The promise was made in Building Skills, Transforming Lives: A Training and Apprenticeship Revolution, a green paper published this week.
The proposal, along with others, is designed to encourage more SMEs to take on unskilled workers and create 100,000 new apprenticeship places a year, a Conservative spokesman said.
“What we have found is that nearly all the apprenticeships offered tend to be by large firms or multinationals,” he said. “We believe many SMEs are put off employing apprentices because of the hassle and the associated costs to their businesses. We plan to pay SMEs a £2,000 bonus for each completed apprenticeship. Their existing costs will still be met.

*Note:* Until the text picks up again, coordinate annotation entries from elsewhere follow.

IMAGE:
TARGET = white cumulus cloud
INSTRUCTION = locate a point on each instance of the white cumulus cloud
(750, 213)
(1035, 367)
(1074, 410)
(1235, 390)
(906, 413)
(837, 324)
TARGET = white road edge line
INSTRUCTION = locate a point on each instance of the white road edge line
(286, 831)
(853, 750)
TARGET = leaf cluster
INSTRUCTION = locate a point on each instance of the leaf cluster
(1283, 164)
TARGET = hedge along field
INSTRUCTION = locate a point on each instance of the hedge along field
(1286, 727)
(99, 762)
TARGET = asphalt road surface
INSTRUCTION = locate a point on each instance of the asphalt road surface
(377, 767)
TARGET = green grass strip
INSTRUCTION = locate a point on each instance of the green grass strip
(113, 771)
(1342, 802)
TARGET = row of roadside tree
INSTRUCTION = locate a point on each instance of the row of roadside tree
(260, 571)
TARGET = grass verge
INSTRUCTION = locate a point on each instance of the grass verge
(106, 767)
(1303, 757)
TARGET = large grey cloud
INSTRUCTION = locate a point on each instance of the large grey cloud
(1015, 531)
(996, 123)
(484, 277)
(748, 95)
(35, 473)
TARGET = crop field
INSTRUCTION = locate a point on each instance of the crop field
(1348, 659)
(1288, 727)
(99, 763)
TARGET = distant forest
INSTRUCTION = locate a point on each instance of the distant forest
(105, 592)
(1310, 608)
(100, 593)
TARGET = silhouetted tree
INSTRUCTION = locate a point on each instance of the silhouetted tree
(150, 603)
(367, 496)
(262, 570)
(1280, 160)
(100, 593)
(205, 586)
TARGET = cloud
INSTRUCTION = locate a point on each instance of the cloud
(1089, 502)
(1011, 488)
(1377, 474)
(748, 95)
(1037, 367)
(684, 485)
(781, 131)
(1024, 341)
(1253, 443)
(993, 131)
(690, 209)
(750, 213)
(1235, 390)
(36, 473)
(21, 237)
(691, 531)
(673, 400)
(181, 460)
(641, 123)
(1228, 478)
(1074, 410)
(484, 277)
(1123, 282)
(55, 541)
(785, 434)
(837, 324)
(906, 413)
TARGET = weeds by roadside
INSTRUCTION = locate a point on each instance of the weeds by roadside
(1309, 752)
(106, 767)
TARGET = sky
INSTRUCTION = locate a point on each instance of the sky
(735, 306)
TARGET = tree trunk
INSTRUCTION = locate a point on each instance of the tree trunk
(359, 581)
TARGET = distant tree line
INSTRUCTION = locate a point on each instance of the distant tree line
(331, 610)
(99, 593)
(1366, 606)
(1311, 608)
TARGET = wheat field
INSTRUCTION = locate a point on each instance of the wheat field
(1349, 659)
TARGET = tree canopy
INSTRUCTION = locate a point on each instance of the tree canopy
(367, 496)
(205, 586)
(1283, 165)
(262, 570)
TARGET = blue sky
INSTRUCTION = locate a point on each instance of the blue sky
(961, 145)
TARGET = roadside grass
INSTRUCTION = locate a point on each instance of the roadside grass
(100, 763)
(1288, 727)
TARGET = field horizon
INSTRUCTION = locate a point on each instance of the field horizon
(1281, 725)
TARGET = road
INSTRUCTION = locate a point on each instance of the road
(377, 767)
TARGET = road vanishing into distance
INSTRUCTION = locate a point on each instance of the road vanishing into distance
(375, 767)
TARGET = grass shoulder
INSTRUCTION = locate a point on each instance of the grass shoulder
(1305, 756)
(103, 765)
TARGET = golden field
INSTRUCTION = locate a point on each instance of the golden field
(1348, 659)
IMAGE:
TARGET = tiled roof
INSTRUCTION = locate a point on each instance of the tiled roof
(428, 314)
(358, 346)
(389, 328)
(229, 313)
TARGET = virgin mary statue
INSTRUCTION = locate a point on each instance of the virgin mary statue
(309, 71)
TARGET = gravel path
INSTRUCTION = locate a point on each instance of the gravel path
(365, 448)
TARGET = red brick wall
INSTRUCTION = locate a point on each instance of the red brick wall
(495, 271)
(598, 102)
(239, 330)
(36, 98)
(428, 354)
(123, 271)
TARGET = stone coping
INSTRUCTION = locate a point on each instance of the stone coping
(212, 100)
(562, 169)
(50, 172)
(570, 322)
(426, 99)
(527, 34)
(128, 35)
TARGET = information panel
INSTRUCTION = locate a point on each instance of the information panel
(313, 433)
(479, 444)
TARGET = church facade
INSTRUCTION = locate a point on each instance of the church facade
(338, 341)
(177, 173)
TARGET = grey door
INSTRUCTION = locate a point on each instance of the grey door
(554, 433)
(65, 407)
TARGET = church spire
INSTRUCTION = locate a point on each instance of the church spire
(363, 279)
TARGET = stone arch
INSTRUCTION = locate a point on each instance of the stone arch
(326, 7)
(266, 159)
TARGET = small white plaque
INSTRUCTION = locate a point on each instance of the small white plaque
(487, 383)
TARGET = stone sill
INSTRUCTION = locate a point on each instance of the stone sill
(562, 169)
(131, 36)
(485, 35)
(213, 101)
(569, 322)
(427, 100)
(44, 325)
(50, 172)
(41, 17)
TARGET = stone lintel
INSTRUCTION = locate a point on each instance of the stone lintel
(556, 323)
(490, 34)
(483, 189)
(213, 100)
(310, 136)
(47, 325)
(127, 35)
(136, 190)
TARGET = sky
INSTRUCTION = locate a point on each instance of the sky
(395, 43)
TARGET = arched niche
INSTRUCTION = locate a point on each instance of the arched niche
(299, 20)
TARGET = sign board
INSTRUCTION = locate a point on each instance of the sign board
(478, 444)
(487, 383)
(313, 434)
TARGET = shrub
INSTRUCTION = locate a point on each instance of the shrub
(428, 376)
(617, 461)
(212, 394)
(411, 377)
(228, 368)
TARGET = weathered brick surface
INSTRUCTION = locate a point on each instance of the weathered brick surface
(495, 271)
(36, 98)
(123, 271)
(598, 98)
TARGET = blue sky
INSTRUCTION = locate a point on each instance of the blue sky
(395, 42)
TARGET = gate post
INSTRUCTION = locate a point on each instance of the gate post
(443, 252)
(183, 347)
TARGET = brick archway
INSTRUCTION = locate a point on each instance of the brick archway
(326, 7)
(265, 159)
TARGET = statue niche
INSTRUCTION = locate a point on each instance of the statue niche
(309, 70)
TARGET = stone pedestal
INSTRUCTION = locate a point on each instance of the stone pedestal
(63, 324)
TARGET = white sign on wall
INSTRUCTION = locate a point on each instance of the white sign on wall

The Conservatives also plan to make it much easier for employers to offer apprenticeships by reducing bureaucracy, creating a single funding stream of direct payments to employers and fully funding all apprenticeships, not just those for young people.
Mark Brenner, the chief executive of Building Engineering Services Training, said: “That will sweeten the pill for some employers. But this is simply a token. We believe the commitment to apprentices from employers in time, costs and management resources starts from day one and could last four years.
“Nonetheless the value and financial return to employers of having an apprentice in their company is worth far more than the £2,000 bonus. Recent research puts the net benefit of taking on an apprentice to be worth more than £100,000, with cost recovery possible as early as the second year in well managed programmes.”